Here's why the new legislation, which entails government intervention in matters better left to the unfettered choice and discretion of concerned parents and the voluntary rating system now in place for video games, is wrong.
Hogue's bill would amend Utah's criminal code prohibiting distribution of materials deemed "harmful to minors" to those under the age of 18. It would sweep video games that depict images of what the measure calls "inappropriate violence" into that category.
Utah's current definition of content that is "harmful to minors" is limited to "nudity, sexual conduct, sexual excitement or sadomasochistic abuse." The law now focuses exclusively on sexual imagery and says nothing about violent media content in video games, but Hogue's measure would change that.
An initial problem with this "inappropriate violence" bill is that it likely violates the First Amendment protection of free expression. Laws passed in 2005 in California, Illinois and Michigan that targeted violent content in video games were each declared unconstitutional by federal courts by the end of last year.
Federal appellate courts in recent years struck down similar measures adopted by the city of Indianapolis, Ind., and St. Louis County, Missouri.
In fact, no law targeting violent content in video games ultimately ever has passed constitutional muster. The weight of judicial precedent thus is overwhelmingly against Hogue's bill, which would be caught up in an expensive taxpayer-funded legal battle to defend it in court were it to become law.
Beyond constitutional concerns, there's the important matter of parental decision making at stake.
When the government gets to define what is "inappropriate" content in video games, it has stepped firmly and deeply into the culture wars. We should trust parents to make their own decisions about what games their children should or shouldn't be allowed to play.

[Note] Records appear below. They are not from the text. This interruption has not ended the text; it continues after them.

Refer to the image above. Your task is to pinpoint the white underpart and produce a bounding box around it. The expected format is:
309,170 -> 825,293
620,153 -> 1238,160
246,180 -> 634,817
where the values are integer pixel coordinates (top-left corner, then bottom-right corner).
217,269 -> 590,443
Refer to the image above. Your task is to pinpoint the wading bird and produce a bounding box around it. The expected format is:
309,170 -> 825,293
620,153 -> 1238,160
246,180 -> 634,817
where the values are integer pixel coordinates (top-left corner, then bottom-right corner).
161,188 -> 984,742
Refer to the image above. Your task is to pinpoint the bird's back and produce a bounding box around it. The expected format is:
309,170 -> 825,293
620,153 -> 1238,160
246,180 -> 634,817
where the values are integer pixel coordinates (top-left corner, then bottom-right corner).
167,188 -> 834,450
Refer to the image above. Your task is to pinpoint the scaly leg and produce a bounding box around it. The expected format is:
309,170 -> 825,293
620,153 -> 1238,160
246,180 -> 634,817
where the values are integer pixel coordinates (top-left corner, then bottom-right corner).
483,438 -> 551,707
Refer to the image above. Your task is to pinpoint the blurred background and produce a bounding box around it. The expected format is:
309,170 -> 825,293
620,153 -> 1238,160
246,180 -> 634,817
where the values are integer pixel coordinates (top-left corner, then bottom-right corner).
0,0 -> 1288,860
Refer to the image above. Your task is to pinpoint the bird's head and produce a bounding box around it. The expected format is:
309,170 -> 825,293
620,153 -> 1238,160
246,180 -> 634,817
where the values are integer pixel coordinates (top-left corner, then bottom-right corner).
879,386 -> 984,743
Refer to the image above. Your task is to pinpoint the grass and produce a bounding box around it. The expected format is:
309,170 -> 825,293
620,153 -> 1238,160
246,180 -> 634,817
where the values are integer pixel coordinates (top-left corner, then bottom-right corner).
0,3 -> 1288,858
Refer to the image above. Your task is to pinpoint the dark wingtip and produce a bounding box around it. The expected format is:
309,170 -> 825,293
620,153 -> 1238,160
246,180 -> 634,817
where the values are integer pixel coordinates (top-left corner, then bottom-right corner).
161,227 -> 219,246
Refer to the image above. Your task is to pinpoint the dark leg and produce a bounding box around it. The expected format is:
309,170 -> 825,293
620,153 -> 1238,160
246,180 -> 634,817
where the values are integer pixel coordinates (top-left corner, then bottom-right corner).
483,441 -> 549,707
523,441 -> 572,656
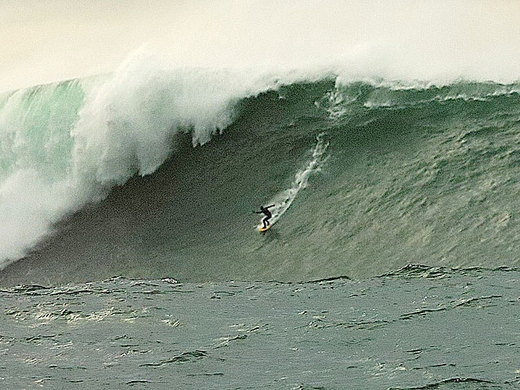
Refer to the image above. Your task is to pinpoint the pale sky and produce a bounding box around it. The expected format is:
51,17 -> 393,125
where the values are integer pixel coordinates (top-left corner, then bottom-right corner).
0,0 -> 520,91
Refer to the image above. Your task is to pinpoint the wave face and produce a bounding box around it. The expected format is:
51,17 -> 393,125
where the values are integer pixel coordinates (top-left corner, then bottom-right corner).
0,68 -> 520,283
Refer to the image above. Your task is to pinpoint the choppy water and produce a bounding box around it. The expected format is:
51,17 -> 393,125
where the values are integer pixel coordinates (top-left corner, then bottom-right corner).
0,56 -> 520,389
0,266 -> 520,389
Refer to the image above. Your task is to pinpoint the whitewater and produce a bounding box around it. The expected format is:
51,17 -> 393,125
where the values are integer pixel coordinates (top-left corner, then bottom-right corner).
0,0 -> 520,390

And parents today are provided with information about video game content by the voluntary rating system now enforced by the Entertainment Software Rating Board. All a concerned parent needs to do is look online at the ESRB's Web site to learn more about a particular game.

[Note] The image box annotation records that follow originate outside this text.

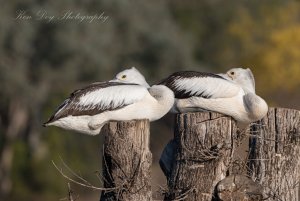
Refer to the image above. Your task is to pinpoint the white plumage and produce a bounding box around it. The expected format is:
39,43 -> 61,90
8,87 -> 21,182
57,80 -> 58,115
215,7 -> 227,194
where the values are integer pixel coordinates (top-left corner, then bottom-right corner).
160,68 -> 268,128
44,68 -> 174,135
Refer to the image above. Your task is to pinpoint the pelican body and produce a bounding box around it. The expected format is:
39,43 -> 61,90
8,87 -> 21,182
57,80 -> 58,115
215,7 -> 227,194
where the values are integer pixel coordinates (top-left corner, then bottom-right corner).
44,68 -> 174,135
159,68 -> 268,128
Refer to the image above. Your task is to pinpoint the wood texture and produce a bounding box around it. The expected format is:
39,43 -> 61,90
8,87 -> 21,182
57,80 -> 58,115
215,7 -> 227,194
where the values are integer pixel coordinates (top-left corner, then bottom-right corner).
100,120 -> 152,201
164,112 -> 236,201
249,108 -> 300,201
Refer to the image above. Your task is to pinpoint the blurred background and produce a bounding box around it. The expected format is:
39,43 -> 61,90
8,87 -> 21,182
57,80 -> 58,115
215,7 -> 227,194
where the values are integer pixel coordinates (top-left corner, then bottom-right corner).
0,0 -> 300,201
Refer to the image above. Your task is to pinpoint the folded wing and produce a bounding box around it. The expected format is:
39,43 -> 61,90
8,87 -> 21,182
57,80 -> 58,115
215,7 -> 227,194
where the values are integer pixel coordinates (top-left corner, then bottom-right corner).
160,71 -> 241,99
45,82 -> 148,124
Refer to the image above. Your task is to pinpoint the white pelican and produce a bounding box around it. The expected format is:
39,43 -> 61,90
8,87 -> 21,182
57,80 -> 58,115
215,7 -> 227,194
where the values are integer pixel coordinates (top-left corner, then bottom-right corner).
160,68 -> 268,128
110,67 -> 150,88
44,70 -> 174,135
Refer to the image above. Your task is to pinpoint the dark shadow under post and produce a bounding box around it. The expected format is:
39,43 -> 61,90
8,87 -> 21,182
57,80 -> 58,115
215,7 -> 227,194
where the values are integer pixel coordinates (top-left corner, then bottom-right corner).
249,108 -> 300,201
161,112 -> 236,201
100,120 -> 152,201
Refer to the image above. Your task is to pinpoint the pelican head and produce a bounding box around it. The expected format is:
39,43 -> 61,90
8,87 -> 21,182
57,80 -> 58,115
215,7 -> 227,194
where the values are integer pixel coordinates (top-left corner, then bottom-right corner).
224,68 -> 255,93
110,67 -> 150,88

Because we cannot all agree on what "speech" is inappropriate for minors to view, we should not allow the government to act as the arbiter of taste.
Even setting aside the trampling upon parental rights and the fatal First Amendment flaws in Hogue's measure, any such law would be entirely ineffective in accomplishing its purpose. Minors are bombarded with violent images from myriad sources, including movies, music, books and even continuous coverage of war-related devastation and terrorist torture tactics on television news.
Who is to say that video and computer images are a particularly nefarious form of violent media content that leads to unseemly consequences? Certainly not the social scientists who have studied the issue.
In fact, the federal judge who struck down Michigan's restrictions on video games focused on that very point in rejecting the research that legislature had relied upon in creating the state's ill-fated law, noting it "provides no support for the Act's singling out of video games from other media."
Hogue's earlier version of the bill targeted other forms of violent media content. That measure did not survive a committee vote, however, because his colleagues rightfully recognized the constitutional problems of restricting violent expression, which - like it or not - is protected by the First Amendment.
The lesson for the Legislature, then, is that some issues are better dealt with in the home rather than the House.
---
Clay Calvert and Robert D. Richards are co-directors of the Pennsylvania Center for the First Amendment at Penn State University in University Park, Pa.